Сиянием полярным растеклись

По всем ее излучинам, осям,

Заходишь в избу — темень там да слизь:

Нахохлился сластена Мандельштам,

Корит Клычкова ладожский дьячок

И мел развел бы в кружке корешам,

Но где же кружка? Зубы на крючок,

А русская поэзия — забудь,

И, может, и тебя когда-нибудь

Не вспомнит полоумная страна.

 

Но что ж теперь? Не внял я ни хрена,

И снегири повытекли, как ртуть

Белков, и не удержишь карандаш,

И не поймешь, за что они вот так,

Ведь сразу говорил им: подпишу —

Не бейте только. Ладно. Все ништяк.

Я в Ахероне весла просушу.

 

Несите, братцы. Гол я как сокол.

Обол Харону — сталинский пятак,

Изгвазданный соплями протокол —

В архив, а салехардский зодиак

Забудь, я говорю себе, забудь

Тот санный путь и звездный частокол:

Паромщику косматому обол,

И ваши лица выступят сквозь муть

И канут до того, как окоем

Займется беглым перистым огнем.

 

P.S. Прости меня. Всю ночь не мог уснуть:

Из прорубей, из прорвы звездных ям

Бежит невоскрешенная вода,

Приходит словно тать заморыш-ямб,

Уходит, оставаясь навсегда1.

 

 

Левкои

 

 Николаю Клюеву

 

Проступит явь забеленною кровью,

Занявшиеся жатвой небеса

Сойдут на землю, снегом нас укроют,

И в нем прозреют краски, голоса.

 

Там для рубах небесного покроя

Впотьмах исходит нитями зерно,

И в избяном раю твоем левкои

Впрядает солнце в мерзлое рядно.

 

 

 

Икона

 

 Александру Введенскому

 

Прозябнет-процветет, вися на сваях

Бараков детских — мокрых стойбищ крика, —

Весна, и краски зиждутся, истаяв

До костной ткани содранного лика,

 

Тряпичной куклой вмерзшее страданье

Вербует крестной славы очевидца,

Да всякая былинка облачится

В строку во исполнение Писанья,

В сиянье, и предстанет иорданью

Та полынья, что шире мирозданья

И почернее черного квадрата.

 

Кругом, конечно, Бог: горит, распята,

Звезда твоей бессмыслицы бездонной

Над выгоревшей облакопрогонной

Страной, что, как сегодня ни убога,

Как ни жалка, останется иконой,

И ягелем горит изнанка слога.

 

 

Ребро

 

 Осипу Мандельштаму

 

Меняли торжищ выморочный срам

На морок боен истово и стадно,

И обмирал по-дантовски наглядно

Твой ясеневый посох, Мандельштам.

 

С ягненком-лирой в мужеских руках

Ты в сердце века, царствуя над речью,

Свидетель, вестник, странствовал впотьмах,

И посох твой ледащую овечью

Вызванивает явь нечеловечью,

И вот полнеба в валенках, ногах,

Не давит перекладина на плечи.

 

Горит в ночи безгрешного труда

Над гноищем, где влаги не исторгнешь,

Ребро твое.
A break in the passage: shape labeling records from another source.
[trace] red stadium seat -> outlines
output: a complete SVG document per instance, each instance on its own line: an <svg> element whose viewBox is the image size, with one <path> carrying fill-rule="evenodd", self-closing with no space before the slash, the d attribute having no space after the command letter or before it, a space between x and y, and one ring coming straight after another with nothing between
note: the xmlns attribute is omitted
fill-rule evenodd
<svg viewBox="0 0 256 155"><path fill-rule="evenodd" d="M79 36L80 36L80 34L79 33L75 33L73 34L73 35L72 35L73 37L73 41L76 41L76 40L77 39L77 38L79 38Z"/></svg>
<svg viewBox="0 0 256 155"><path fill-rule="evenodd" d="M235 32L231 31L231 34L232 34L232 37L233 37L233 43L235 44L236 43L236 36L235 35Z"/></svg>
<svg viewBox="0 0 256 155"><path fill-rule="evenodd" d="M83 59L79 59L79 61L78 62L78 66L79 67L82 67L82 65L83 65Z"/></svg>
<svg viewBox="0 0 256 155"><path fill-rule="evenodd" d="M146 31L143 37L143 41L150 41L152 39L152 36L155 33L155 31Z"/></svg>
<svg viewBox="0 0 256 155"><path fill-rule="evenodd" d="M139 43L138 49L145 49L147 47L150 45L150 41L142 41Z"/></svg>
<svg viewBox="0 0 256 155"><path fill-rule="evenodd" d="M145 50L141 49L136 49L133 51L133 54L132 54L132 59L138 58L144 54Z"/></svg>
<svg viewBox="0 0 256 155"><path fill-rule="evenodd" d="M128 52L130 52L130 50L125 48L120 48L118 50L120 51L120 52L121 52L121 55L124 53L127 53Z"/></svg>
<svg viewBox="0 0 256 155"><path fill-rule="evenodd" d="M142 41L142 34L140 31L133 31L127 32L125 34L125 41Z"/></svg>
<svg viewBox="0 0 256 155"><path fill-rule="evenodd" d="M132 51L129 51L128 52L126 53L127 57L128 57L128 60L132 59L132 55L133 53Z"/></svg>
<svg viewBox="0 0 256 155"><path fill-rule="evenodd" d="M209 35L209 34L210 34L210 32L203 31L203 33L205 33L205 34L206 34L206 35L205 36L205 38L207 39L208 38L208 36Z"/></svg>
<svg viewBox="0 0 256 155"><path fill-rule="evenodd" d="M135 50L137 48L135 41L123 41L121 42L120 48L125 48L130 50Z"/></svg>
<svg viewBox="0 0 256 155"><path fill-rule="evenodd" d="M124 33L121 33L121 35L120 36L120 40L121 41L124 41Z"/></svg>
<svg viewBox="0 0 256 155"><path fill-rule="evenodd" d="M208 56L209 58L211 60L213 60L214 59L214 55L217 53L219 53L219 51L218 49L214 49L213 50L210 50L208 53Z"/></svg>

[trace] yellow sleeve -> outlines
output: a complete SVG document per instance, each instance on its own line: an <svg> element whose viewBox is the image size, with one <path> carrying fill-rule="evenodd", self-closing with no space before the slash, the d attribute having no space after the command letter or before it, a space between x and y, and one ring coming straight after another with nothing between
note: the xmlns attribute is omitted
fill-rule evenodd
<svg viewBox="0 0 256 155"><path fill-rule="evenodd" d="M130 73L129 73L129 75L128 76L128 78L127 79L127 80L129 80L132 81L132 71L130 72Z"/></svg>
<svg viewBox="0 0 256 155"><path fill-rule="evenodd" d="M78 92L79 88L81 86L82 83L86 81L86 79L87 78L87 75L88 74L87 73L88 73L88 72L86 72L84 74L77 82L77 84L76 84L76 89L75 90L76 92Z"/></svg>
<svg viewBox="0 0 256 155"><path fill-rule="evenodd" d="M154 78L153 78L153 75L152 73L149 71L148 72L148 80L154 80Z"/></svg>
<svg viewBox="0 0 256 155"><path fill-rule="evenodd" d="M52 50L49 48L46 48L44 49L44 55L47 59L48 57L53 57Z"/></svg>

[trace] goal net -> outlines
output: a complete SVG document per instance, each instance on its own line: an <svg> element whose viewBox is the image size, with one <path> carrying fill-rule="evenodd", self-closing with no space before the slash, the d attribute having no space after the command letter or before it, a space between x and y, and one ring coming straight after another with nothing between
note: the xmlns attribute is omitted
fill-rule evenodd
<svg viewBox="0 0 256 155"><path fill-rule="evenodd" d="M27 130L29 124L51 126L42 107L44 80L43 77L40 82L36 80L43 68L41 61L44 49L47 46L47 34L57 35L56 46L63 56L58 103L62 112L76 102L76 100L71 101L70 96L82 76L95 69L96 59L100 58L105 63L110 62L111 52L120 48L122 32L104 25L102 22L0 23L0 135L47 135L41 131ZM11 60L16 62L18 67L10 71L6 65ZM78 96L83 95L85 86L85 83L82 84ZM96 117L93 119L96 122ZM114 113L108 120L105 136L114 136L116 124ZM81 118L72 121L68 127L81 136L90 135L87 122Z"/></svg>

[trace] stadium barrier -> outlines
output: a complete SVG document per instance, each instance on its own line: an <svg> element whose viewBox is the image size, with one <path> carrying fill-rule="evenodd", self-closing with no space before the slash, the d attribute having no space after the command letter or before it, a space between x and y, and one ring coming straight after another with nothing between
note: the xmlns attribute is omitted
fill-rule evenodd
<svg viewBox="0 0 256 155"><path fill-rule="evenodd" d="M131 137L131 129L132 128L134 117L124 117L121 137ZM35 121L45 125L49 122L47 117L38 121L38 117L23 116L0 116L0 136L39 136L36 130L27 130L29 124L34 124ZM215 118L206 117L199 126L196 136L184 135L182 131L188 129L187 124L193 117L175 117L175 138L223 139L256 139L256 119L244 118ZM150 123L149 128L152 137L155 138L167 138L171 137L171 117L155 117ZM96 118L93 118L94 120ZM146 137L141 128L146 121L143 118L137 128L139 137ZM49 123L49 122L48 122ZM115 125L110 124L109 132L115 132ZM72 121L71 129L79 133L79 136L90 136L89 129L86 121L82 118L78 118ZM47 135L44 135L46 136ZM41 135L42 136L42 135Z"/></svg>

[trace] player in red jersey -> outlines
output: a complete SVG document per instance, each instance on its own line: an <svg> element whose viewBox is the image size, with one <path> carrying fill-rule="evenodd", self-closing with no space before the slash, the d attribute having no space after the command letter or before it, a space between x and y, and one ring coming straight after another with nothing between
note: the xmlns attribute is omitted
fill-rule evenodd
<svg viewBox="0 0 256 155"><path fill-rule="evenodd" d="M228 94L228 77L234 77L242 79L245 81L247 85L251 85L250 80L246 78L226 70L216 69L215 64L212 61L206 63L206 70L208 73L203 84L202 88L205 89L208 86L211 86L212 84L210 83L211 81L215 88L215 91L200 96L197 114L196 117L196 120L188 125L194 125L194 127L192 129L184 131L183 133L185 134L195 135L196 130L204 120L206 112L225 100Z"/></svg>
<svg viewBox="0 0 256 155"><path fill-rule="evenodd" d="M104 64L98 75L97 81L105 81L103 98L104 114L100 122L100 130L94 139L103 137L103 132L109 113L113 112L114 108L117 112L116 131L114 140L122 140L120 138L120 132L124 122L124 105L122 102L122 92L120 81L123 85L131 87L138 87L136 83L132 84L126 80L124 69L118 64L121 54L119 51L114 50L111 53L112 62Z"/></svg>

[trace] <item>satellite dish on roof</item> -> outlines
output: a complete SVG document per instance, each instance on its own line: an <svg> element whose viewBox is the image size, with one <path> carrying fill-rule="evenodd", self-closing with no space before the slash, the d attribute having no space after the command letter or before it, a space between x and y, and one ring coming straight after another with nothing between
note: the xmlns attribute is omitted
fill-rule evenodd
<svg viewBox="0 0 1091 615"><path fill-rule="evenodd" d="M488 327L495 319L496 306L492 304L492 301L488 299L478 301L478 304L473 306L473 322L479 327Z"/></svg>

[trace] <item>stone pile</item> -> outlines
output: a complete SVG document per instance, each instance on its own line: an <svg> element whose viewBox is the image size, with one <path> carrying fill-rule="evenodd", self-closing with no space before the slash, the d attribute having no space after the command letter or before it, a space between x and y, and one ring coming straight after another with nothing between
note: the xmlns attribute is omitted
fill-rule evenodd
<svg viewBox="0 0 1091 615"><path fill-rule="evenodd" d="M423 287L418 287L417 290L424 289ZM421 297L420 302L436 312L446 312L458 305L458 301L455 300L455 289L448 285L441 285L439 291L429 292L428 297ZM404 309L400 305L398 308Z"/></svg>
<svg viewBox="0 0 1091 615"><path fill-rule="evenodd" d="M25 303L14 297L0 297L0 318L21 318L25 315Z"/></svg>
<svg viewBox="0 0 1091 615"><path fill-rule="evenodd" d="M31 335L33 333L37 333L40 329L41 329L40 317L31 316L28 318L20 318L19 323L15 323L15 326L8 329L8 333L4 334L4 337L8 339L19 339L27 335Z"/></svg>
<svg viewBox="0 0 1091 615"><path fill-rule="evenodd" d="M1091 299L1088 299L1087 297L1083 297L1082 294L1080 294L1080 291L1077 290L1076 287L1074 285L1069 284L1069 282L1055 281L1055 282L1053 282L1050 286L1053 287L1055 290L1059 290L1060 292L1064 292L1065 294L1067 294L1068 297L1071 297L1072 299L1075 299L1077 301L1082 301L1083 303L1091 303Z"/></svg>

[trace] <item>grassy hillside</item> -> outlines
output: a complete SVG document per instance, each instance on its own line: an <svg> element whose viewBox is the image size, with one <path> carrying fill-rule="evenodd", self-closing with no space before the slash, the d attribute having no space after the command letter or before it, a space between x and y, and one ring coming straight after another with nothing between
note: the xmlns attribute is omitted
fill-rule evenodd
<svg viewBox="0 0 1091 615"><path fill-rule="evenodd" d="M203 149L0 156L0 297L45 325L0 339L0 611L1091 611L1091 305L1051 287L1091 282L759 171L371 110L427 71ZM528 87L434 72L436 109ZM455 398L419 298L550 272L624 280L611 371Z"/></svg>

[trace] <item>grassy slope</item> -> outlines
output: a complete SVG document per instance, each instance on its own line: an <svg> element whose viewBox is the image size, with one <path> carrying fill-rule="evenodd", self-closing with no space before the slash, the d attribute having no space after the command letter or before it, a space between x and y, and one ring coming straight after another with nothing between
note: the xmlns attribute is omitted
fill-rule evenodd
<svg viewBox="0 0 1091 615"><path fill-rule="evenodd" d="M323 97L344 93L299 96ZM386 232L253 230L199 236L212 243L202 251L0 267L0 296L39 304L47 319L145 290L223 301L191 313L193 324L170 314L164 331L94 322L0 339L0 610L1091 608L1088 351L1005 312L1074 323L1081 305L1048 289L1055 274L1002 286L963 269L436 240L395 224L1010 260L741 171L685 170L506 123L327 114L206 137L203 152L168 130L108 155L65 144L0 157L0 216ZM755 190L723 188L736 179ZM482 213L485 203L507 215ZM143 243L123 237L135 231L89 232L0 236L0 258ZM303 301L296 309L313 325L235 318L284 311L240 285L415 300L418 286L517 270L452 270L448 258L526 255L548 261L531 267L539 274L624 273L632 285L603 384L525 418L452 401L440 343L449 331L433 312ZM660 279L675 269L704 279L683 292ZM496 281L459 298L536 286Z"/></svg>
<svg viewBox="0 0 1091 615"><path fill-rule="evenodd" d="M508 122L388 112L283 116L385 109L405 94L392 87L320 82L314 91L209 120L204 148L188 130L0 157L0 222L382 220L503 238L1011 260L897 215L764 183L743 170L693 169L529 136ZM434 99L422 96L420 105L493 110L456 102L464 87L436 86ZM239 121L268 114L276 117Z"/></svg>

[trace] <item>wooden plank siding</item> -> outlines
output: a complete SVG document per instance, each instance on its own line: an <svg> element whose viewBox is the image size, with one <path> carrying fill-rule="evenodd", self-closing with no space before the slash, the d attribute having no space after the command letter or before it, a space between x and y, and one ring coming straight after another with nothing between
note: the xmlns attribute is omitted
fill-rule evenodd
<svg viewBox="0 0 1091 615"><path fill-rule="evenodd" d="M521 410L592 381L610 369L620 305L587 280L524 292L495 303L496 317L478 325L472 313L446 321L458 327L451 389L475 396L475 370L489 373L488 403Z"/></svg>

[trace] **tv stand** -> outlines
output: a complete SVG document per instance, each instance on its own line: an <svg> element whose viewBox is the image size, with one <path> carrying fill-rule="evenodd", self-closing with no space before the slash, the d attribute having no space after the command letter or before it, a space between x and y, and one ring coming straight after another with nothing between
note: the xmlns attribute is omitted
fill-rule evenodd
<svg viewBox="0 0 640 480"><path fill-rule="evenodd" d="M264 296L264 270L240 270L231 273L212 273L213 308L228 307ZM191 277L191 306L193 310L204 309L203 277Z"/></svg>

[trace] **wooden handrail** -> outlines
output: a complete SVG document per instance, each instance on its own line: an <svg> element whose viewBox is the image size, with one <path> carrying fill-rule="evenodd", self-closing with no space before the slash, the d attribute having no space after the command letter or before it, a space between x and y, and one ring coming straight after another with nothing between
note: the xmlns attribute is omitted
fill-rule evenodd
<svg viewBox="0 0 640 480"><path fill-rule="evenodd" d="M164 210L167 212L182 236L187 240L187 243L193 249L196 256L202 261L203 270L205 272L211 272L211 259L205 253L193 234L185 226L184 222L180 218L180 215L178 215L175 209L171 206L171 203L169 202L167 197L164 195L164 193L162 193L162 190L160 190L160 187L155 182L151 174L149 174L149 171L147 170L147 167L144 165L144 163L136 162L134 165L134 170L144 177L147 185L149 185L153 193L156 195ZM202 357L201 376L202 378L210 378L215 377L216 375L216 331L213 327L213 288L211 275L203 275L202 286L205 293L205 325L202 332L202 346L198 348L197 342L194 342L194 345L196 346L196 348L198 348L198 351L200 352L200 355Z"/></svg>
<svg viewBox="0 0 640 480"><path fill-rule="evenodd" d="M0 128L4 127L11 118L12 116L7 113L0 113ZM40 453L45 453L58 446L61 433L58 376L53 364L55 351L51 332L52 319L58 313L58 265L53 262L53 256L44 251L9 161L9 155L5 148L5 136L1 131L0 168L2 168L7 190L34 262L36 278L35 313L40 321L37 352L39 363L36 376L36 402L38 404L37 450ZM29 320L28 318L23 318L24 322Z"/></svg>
И красная вода

Сбирается в пробитые пригоршни.

 

 

Ласточкин хвост

 

 Ирине Перуновой

 

Ожоги и обмороженья, оружие массового пораженья,

И прочие изображенья, и солнце, висящее над лазаретом

После отбоя, почти как над тундрой: на тундру засмотрится —

Целых три месяца спать не ложится. И если мы дети цветов —

То цветов Заполярья: арктический лен и песчаный бессмертник,

Что тише воды был и ниже травы на зырянских погостах

И в ивняке, где висят на ветвях

Люльки детей мерзлоты, их воздушные захороненья белеют,

Когда запорошены, цитрами в чуждой земле —

Лишь беззвучная музыка и мерзлота,

Золотарником и волчьим лыком, кукушкиным льном

Зарастает могильник разумом быстрых Платонов, Невтонов,

Но где они, те зыбуны, муравейники, на какие сажало

Несговорчивых девушек лагерное начальство? «Иногда, —

Комментирует свой рисунок пером и тушью надзиратель Балаев, —

Во влагалище вставляли растительную трубку-дудку

Или бересту, свернутую трубкой, для входа муравьям, на ноги

Привязывали распялку».

 

Распялка. Сучья, крюки и рогатины, крючья Дали,

И вот эта распялка, его муравьи, и вот этот

Котел муравейника, солнечный луч

Сквозь стену прошел, превращается в сук, и на нем на просушку

Можно повесить истекшее время и твой

Ласточкин хвост — не последняя ли из рогатин?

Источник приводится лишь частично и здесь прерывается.